OBAMA’NIN ELÇİLERİ KOVULDU
Amerikan New York Times gazetesinde yer alan ve ABD’li diplomatlara dayandırılan habere göre, Donald Trump’ın geçiş ekibinin 23 Aralık 2016’da Dışişleri Bakanlığı yetkililerine gönderdiği yazıda, Barack Obama döneminde atanan “istisnasız tüm büyükelçilerin 20 Ocak’ta görevlerinin son bulacağı” bilgisi yer aldı. Haberde, söz konusu talimatın sadece Obama döneminde atanan büyükelçileri kapsadığı, bakanlık bünyesindeki kariyer diplomatlarını içine almadığı kaydedildi. Bu tür bir talimatın daha önce benzerinin olmadığı, önceki başkanlık değişim süreçlerinde büyükelçilerin görev dönüşümlerinin zamana yayılarak yapıldığı vurgulandı. Büyükelçilerin görevlerine bir anda son verilmesinin önemli ülkelerde elçi krizine yol açabileceğinin altı çizildi.
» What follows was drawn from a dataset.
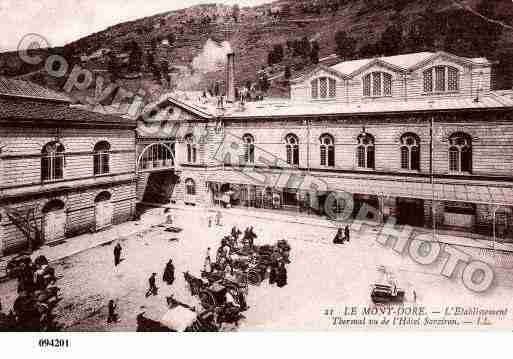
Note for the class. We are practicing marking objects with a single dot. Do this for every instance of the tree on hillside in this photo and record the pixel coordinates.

SİBER SALDIRIDA FAİLLER BELLİ
Rusya’nın, ABD’de yapılan başkanlık seçimlerine siber saldırılar yoluyla müdahale ettiği iddialarına ilişkin tartışmalar sürüyor. Perşembe günü ABD Kongresi’nde konuya ilişkin yapılan oturumda, Ulusal İstihbarat Direktörü James Clapper ve Ulusal Güvenlik Ajansı şefi Mike Rogers, Rusya’nın müdahalesinden emin olduklarını söyledi. Müstakbel Başkan Donald Trump ise iddiaları ciddiye almamakta ısrarcı. Obama’ya sunulan Rus müdahalesine ilişkin ayrıntılı bir istihbarat raporunun önümüzdeki günlerde kamuoyuna açıklanması beklenirken, bu rapordan bazı bilgiler ABD basınına sızdı. NBC ve CNN televizyonları ile Washington Post gazetesinde yer alan haberlerde, Demokrat Parti’nin çalınan e-postalarını Wikileaks sitesine verenlerin isimlerinin belli olduğu öne sürüldü. Rus yetkililerin, Trump’ın zaferini kutladığı bilgisi de raporda yer aldı.
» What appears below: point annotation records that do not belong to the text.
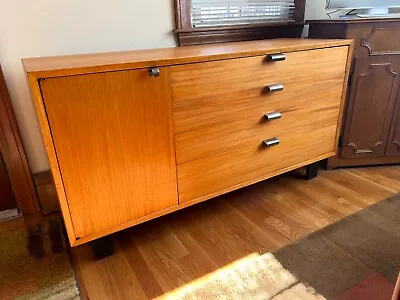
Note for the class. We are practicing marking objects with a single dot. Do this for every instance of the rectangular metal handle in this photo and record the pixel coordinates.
(273, 116)
(276, 57)
(271, 142)
(275, 87)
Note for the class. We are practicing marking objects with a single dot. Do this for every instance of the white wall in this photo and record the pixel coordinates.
(49, 27)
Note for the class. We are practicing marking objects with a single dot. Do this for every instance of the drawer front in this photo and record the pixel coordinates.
(302, 108)
(208, 93)
(219, 173)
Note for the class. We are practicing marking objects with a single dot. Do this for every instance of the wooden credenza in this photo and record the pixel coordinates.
(131, 136)
(371, 126)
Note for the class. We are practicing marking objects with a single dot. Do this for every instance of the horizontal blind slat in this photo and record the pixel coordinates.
(239, 12)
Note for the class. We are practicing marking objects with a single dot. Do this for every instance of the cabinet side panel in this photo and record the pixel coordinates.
(51, 154)
(114, 141)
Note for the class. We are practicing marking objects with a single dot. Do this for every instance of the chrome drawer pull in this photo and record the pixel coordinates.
(275, 87)
(273, 116)
(271, 142)
(276, 57)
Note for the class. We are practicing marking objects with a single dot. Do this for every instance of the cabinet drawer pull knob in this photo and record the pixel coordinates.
(154, 72)
(273, 116)
(270, 142)
(276, 57)
(275, 87)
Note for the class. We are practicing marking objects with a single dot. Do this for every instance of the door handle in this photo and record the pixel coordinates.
(154, 72)
(276, 57)
(273, 116)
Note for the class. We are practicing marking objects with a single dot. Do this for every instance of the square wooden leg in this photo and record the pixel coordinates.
(312, 171)
(103, 247)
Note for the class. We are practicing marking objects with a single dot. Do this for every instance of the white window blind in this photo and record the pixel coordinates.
(240, 12)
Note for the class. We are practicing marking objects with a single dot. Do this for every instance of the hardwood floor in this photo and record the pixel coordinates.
(164, 254)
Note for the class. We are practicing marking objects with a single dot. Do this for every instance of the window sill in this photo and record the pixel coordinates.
(209, 35)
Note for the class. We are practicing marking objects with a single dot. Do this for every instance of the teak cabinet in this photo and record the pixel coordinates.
(371, 126)
(131, 136)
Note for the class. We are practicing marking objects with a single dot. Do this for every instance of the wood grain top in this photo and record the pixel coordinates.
(112, 61)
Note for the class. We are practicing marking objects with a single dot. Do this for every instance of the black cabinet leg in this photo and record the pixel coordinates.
(103, 247)
(312, 171)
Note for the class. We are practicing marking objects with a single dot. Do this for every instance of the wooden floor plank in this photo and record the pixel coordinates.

TRUMP DUVARINA ‘KÖLE’ DESTEĞİ
ABD’de 20 Ocak’ta başkanlık görevine resmen başlayacak olan Donald Trump’ın, seçim sürecinde en çok tartışma yaratan vaatlerinden biri, Meksikalı göçmenlerin gelişini önlemek için sınıra duvar örme konusundaydı. Bu vaat, muhafazakar Amerikalılardan geniş destek bulurken, Maasachusetts eyaletinden bir şerif, bu desteği bir adım öteye taşıdı. Bristol County şerifi Thomas Hodgson, kasabanın hapishanesindeki mahkumları duvarın inşasında ‘gönüllü’ olarak çalıştırmak istediğini söyledi. Üst üste dördüncü kez altı yıllık şeriflik görevin başlayan Hodgson, çalışmalarını Ulusal Mahkum Topluluğu Çalışmaları adlı inisiyatif kapsamında yapacaklarını söyledi.
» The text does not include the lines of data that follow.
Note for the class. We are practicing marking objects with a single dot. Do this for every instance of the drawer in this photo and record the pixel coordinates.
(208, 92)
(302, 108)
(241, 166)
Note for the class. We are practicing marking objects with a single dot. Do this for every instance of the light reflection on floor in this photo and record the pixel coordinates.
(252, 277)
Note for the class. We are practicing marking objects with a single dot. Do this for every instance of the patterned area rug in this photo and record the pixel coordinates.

KIRMIZI ÇİZGİSİNİ SİLMİŞTİ
2011 yılının mart ayında patlak veren iç savaşın ikinci yılında Obama yönetiminin Suriye meselesine bakışını özetleyen çok önemli bir süreç yaşandı. ABD, 2012 yılının ağustos ayında ‘kimyasal silah kırmızı çizgimizdir’ açıklaması yaptı. Ancak 2013-2014 yıllarında ülkede birçok kez kimyasal silah kullanıldığı kanıtlanmasına rağmen Obama yönetimi sözünü yerine getirmedi. Bu dönemde ABD, Rusya ile Esad rejiminin kimyasal silahlarının sınır dışına çıkarılması ve imha edilmesine yönelik bir anlaşmaya vardı. IŞİD’in ortaya çıkıp genişlemesinden sonra ise Amerikan hükümeti,
Suriye politikasında IŞİD’le mücadeleyi listenin en başına koydu. Rejimin geleceğine ilişkin çabalarsa diplomatik girişimler üzerinden yürütüldü. ABD Dışişleri Bakanı Kerry ile Rus mevkidaşı
Lavrov, geçen yıl içinde bir dizi görüşme gerçekleşti. Ancak bu görüşmelerden somut sonuç çıkmadı.